SHERIDAN, Ore. (AP) — Prison officials at the Federal Correctional Institution in Sheridan, Oregon, denied showers last month to those held in a unit where people were engaged in a hunger strike, according to a court filing.
A court filing last week by a federal public defender says about 80 people housed in the detention center’s “J2 Unit” were protesting conditions inside the facility’s detention center. According to the Bureau of Prisons, on June 23 some of the men in custody at the prison southwest of Portland “did not accept their meals.”
The following day, documents say prison warden DeWayne Hendrix issued a memo to people in that unit saying showers were postponed, Oregon Public Broadcasting reported.
“The purpose of this memorandum is to inform each of you that showers are postponed due to continued threats of assault to staff,” Hendrix wrote. “Enhanced security procedures due to ongoing disruptive behavior will continue through the weekend and will be reevaluated on Monday. All issues brought to our attention are being reviewed.”

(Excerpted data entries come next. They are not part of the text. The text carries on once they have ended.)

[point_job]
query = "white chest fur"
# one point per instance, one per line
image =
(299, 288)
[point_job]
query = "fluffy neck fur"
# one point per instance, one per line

Oregon Public Defender Lisa Hay noted in the court filing that temperatures in Sheridan reached 90 degrees (32 degrees Celsius) when showers were withheld.
The Bureau of Prisons didn’t answer questions from OPB about the memo or whether the water was cut off in an effort to end the hunger strike.
U.S. Department of Justice attorneys, who represent the federal prison, said in a court filing of their own last week “that no inmates are currently on a hunger strike.”
Conditions inside the federal prison have been the subject of concern since the pandemic took hold in 2020. Hay has in court filings detailed lockdowns that have lasted for days. In other filings, her office has documented poor medical and dental care that has left many suffering.
Since the pandemic began, seven people have died at the facility.